Validity of the new regime,
including extension of the sugar quota system, until 2014/15. No
review clause.
Merging of ‘A’ and ‘B’ quota
into a single production quota.
Abolition of the intervention
system after a four-year phase-out period and the replacement of
the intervention price by a reference price.
Introduction of a private
storage system as a safety net in case the market price falls
below the reference price.
Voluntary restructuring scheme
lasting 4 years for EU sugar factories, and isoglucose and
inulin syrup producers, consisting of a payment to encourage
factory closure and the renunciation of quota as well as to cope
with the social and environmental impact of the restructuring
process.
This payment will be 730 euros
per tonne in years one and two, falling to 625 in year three,
and 520 in the final year.
The possibility to use some of
this fund to compensate beet producers affected by the closure
of factories.
An additional diversification
fund for Member States where quota is reduced by a minimum
amount, which increases the more quota is renounced.

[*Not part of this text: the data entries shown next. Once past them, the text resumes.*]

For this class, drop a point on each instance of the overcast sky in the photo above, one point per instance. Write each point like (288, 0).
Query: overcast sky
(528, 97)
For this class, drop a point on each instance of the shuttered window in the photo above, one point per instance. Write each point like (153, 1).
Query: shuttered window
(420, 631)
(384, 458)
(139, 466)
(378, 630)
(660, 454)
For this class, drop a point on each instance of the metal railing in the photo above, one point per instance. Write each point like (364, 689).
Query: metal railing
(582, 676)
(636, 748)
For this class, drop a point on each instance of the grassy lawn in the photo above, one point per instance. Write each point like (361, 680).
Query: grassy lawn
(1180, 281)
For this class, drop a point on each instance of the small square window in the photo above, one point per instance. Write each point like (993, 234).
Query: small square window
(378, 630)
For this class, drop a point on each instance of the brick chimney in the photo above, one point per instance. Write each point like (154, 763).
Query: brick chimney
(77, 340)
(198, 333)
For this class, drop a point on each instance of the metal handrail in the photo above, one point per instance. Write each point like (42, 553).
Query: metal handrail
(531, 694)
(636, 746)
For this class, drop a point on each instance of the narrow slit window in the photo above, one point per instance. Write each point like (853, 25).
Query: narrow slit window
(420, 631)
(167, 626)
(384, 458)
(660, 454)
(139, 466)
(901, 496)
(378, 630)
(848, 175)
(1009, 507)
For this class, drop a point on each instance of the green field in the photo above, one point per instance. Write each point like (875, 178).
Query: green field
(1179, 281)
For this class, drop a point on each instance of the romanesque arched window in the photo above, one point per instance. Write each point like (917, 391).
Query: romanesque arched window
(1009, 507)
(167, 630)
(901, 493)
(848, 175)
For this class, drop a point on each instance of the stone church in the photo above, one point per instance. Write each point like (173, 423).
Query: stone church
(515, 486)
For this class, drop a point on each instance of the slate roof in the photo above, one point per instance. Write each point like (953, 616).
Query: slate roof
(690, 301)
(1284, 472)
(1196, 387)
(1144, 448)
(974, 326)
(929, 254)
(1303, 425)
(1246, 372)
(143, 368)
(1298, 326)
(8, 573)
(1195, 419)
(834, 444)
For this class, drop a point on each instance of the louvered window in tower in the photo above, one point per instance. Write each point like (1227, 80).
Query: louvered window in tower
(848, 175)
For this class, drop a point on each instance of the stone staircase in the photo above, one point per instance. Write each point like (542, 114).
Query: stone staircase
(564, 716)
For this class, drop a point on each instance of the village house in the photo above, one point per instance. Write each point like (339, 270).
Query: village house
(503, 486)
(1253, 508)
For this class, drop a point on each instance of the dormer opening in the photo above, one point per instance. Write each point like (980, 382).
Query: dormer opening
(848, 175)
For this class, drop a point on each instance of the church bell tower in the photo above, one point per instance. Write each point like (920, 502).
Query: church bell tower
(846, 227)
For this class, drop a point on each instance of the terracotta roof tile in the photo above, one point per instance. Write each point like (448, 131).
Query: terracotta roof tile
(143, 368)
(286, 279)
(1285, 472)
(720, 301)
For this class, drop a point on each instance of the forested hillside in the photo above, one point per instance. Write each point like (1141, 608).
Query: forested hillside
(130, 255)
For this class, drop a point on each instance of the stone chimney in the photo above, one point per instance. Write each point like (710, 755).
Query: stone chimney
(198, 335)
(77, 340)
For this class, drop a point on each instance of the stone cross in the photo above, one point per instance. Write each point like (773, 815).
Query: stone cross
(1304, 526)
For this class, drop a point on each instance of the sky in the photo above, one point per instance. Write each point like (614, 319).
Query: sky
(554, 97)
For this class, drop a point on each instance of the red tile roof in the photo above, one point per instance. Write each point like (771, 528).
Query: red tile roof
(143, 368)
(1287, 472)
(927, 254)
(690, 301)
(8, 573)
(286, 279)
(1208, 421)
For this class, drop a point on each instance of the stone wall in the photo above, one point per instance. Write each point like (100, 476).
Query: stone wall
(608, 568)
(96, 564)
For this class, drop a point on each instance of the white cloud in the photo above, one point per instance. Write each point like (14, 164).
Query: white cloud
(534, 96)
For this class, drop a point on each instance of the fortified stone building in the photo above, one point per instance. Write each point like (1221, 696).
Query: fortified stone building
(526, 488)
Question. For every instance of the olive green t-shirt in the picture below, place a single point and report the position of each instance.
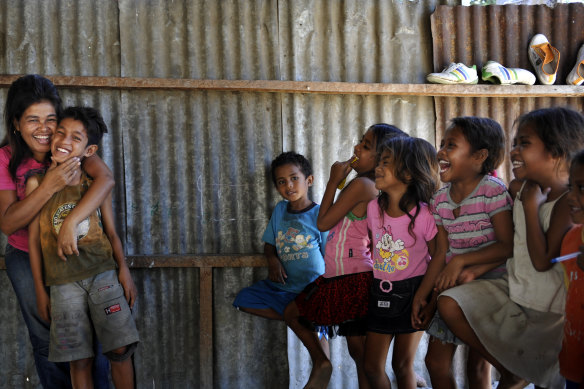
(95, 250)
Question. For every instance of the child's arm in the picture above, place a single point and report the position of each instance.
(471, 273)
(124, 276)
(422, 309)
(36, 259)
(276, 272)
(543, 247)
(359, 190)
(493, 254)
(103, 182)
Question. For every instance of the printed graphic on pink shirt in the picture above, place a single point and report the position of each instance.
(393, 252)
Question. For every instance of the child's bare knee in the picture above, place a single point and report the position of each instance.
(121, 354)
(82, 364)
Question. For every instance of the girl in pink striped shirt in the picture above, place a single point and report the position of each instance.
(473, 210)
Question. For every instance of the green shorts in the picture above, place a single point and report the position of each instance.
(78, 309)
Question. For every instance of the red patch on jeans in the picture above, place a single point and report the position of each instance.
(113, 309)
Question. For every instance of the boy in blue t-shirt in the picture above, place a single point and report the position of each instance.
(294, 247)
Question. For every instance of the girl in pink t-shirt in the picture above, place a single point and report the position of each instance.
(403, 233)
(340, 295)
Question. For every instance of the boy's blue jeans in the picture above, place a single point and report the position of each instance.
(51, 375)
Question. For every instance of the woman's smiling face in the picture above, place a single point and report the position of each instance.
(37, 126)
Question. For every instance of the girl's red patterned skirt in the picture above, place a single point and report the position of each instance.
(336, 300)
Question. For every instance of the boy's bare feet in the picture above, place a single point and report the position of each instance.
(320, 375)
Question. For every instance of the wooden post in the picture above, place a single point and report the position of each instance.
(206, 326)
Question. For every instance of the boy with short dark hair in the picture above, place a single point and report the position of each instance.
(294, 247)
(86, 293)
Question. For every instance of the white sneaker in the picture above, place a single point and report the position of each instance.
(498, 74)
(576, 76)
(544, 58)
(456, 73)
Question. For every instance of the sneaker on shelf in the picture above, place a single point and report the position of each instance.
(456, 73)
(498, 74)
(544, 58)
(576, 76)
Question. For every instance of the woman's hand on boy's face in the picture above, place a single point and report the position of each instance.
(59, 176)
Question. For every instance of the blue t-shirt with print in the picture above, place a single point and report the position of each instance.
(300, 245)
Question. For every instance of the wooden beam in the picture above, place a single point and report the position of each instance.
(201, 261)
(318, 87)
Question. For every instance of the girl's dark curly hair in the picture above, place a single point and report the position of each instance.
(416, 165)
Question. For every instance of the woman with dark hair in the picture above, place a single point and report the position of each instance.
(31, 114)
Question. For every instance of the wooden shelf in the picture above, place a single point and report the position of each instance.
(318, 87)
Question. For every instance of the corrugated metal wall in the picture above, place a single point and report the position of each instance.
(191, 166)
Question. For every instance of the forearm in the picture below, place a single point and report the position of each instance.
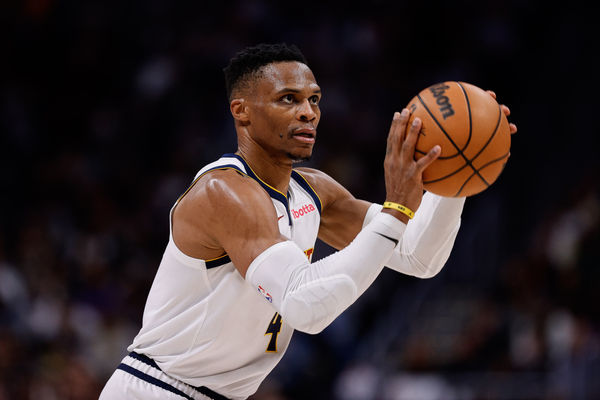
(310, 296)
(429, 237)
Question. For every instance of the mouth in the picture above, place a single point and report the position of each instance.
(305, 135)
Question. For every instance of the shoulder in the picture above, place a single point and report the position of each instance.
(222, 189)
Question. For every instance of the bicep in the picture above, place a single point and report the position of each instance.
(237, 216)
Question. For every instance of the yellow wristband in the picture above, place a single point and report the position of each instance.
(399, 207)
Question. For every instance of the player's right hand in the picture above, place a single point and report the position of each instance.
(404, 175)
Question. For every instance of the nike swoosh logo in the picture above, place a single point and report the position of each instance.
(389, 238)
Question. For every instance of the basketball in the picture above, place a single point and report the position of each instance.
(472, 131)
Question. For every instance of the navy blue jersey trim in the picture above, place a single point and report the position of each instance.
(306, 186)
(150, 379)
(217, 262)
(272, 192)
(225, 166)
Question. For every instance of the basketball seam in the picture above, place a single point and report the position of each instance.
(467, 161)
(470, 128)
(482, 167)
(492, 136)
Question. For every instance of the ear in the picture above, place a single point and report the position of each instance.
(239, 110)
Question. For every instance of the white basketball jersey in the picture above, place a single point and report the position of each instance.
(203, 323)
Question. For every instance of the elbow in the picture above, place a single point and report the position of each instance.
(427, 270)
(431, 271)
(303, 319)
(312, 308)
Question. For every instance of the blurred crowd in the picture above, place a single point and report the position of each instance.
(108, 109)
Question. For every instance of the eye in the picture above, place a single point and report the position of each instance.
(288, 99)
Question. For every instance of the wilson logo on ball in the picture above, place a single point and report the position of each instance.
(441, 100)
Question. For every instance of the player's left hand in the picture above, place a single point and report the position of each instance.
(506, 111)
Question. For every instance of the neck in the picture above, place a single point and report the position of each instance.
(271, 169)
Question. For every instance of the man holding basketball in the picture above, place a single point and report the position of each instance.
(236, 277)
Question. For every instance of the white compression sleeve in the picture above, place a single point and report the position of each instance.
(310, 296)
(429, 237)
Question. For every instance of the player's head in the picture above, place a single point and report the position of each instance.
(246, 66)
(274, 99)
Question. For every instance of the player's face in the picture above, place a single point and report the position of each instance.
(284, 110)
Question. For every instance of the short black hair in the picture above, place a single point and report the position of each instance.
(248, 61)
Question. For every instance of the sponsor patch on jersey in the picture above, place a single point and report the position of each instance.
(305, 209)
(267, 295)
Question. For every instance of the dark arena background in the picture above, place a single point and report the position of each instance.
(108, 109)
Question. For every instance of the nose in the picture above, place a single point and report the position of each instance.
(306, 113)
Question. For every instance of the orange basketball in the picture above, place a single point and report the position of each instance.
(472, 131)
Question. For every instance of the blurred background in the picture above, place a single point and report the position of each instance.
(108, 109)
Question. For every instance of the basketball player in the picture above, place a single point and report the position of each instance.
(236, 278)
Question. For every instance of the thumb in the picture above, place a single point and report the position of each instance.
(429, 158)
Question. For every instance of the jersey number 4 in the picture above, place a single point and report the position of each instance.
(273, 330)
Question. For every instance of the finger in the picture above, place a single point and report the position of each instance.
(391, 141)
(408, 147)
(430, 157)
(397, 131)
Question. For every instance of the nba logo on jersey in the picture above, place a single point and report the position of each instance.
(265, 293)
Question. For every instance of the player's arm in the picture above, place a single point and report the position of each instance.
(226, 213)
(309, 296)
(426, 243)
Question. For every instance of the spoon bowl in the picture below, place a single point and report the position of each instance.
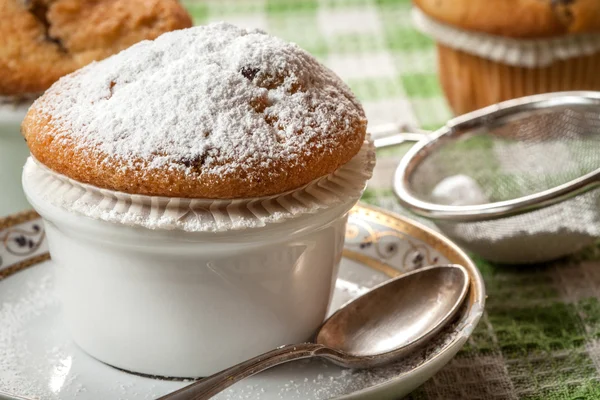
(384, 324)
(393, 318)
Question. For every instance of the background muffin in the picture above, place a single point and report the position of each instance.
(43, 40)
(495, 50)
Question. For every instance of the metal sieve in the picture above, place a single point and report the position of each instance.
(531, 167)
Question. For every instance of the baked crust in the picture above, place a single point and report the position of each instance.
(517, 18)
(43, 40)
(298, 140)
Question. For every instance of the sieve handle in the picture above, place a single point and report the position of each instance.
(394, 134)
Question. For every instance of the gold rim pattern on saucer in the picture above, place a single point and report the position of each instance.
(10, 226)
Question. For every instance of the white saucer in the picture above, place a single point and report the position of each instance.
(38, 360)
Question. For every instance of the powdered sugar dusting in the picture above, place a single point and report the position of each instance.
(211, 100)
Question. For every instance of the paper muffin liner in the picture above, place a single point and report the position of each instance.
(345, 185)
(471, 82)
(517, 52)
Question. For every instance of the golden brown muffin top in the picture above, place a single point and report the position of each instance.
(517, 18)
(43, 40)
(205, 112)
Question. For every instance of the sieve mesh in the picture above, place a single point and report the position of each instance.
(508, 158)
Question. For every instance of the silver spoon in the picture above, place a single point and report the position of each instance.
(376, 328)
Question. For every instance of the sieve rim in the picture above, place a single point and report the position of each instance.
(477, 119)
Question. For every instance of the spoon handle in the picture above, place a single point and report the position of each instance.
(210, 386)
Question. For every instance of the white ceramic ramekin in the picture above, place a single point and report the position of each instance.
(187, 304)
(13, 153)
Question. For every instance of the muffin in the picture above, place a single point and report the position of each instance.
(491, 51)
(204, 178)
(43, 40)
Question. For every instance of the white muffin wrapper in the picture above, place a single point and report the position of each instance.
(343, 186)
(517, 52)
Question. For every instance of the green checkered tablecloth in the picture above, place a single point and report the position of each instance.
(540, 335)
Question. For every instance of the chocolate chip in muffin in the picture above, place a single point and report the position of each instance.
(39, 9)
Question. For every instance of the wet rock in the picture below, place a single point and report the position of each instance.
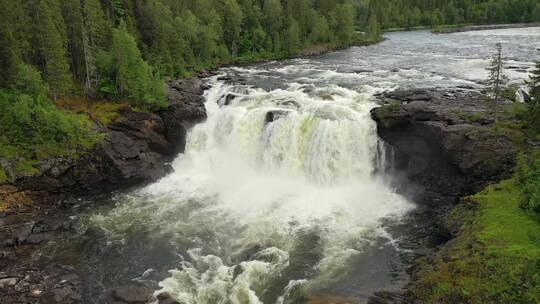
(227, 99)
(384, 297)
(133, 293)
(274, 115)
(65, 294)
(6, 282)
(444, 141)
(37, 290)
(21, 233)
(166, 298)
(38, 238)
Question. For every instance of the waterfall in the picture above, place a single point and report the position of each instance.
(279, 162)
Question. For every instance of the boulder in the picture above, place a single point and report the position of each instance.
(445, 143)
(138, 147)
(133, 293)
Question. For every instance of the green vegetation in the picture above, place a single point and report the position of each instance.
(92, 57)
(528, 179)
(33, 128)
(442, 14)
(494, 259)
(534, 105)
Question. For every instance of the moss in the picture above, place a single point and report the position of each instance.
(494, 259)
(25, 167)
(3, 176)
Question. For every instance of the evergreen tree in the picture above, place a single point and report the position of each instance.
(534, 104)
(373, 30)
(293, 38)
(497, 79)
(232, 25)
(9, 54)
(133, 75)
(51, 35)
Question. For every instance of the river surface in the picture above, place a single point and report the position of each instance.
(282, 194)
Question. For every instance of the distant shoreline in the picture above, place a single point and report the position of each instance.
(459, 28)
(484, 27)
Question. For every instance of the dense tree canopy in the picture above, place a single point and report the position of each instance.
(120, 48)
(411, 13)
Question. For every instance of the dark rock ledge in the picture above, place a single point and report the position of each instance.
(445, 142)
(446, 146)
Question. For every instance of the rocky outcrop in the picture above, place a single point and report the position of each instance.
(137, 148)
(445, 142)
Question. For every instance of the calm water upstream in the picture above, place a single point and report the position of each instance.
(265, 209)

Both these payments will be
financed by a levy on holders of quota, lasting three years.
Sugar beet should qualify for
set-aside payments when grown as a non-food crop and also be
eligible for the energy crop aid of 45 euros/hectare.
To maintain a certain
production in the current “C” sugar producing countries, an
additional amount of 1.1million tonnes will be made available
against a one-off payment corresponding to the amount of
restructuring aid per tonne in the first year.
Sugar for the chemical and
pharmaceutical industries and for the production of bio-ethanol
will be excluded from production quotas.
Increase of Isoglucose guota of
300,000 tonnes for the existing producer companies phased in
over three years with an increase of 100,000 tonnes each year.
Possibility to purchase extra
isoglocose quota in Italy (60,000 tonnes, Sweden 35,000t and
Lithuania 8,000t) at the restructuring aid price.
The text of the compromise is
available in Michael Mann’s office. BERL 1/343.